Lüksemburg'da siyaset uzun zamandır, bir zamanlar eski Başbakan Jean-Claude Juncker tarafından yönetilen muhafazakâr Hıristiyan Sosyal Halk Partisi (CSV) tarafından domine ediliyor.

Aynı anket Luc Frieden liderliğindeki CSV'nin oy oranını yüzde 28,3 olarak gösteriyor.

Oylama öncesinde en büyük bilinmezlik, Bettel'in koalisyonunun 2018'de pek çok kişiyi şaşırtarak yaptığı gibi CSV'yi muhalefette tutmaya yetecek kadar oya sahip olup olmayacağı.

Eğer sosyalistler oyların daha büyük bir bölümünü alırsa, Lenert bir sonraki başbakan olmak için güçlü bir konumda olabilir.

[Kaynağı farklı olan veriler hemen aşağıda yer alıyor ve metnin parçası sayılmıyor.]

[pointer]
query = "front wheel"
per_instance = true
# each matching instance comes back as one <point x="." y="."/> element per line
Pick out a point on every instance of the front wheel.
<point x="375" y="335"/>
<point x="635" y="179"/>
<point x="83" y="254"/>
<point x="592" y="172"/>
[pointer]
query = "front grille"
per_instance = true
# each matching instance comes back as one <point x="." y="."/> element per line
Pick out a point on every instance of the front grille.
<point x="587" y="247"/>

Siyaset bilimi profesörü Philippe Poirier'e göre Lenert, Bettel'den görevi devralmak için kendini açıkça konumlandırmış durumda.

Ancak Poirier, 10 yıldır görevde olan mevcut başbakanın popülaritesinin hafife alınmaması konusunda uyarıda bulundu.

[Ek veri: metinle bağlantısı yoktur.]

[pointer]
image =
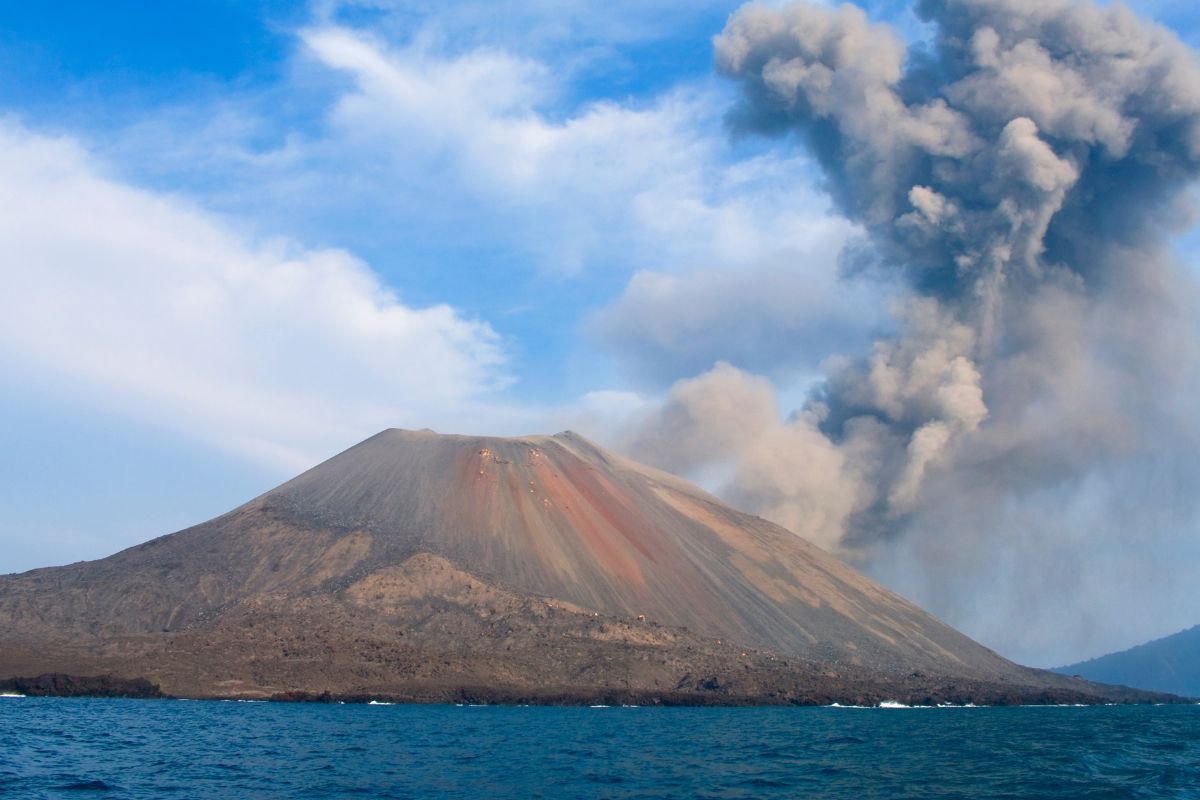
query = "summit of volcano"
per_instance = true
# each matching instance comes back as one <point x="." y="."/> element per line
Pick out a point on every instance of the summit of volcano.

Lüksemburg Üniversitesi profesörü, "Xavier Bettel'in popülaritesi azalmadı ama Paulette Lenert de merkezi bir figür haline geldi. Sosyalistler daha önce hiç bu kadar siyasi iletişimi kişileştirmemişti. Ülkenin her yerinde onun posterleri var" dedi. 

Lenert'le geçirdiği bir günlük kampanya sırasında popülaritesi açıkça görülüyordu.

Başkentin 20 kilometre kuzeydoğusundaki seçim bölgesinde yer alan 8.600 nüfuslu Junglinster kasabasındaki bir pazarda Lübnan yemekleri standında sıcak bir şekilde karşılandı.

Dört yıl önce tanınmıyordu

Lenert dört yıl önce kamuoyu tarafından hiç tanınmıyordu. 

Sağlık bakanı olduğunda ve Covid karşıtı önlemler hakkında kamuoyunu sık sık bilgilendirdiğinde bu durum aniden değişti.

Avukat olarak işe başlayan Lenert, 2014 yılına kadar idare mahkemesinde yargıçlık yaptıktan sonra farklı bakanlıklarda çalışmak üzere yargıdan ayrılmış.

Pandemiyi "çok zor bir dönem" olarak hatırlıyor, özellikle de huzurevlerine yapılan ziyaretlerin sona erdiğini duyurduğunda.

Bir gün ülkesini AB liderler zirvelerinde ya da diğer uluslararası forumlarda temsil edebilecek biri için hiç şüphesiz biçimlendirici bir deneyimdi. 

Ancak Lenert, Bettel'den neyi farklı ya da daha iyi yapacağı konusunda hiçbir şey söylemedi. "Ben güçlü ve birleşik bir Avrupa'yı destekleyen bu hükümetin bir parçasıyım. Bu durum kökten değişmeyecektir" dedi.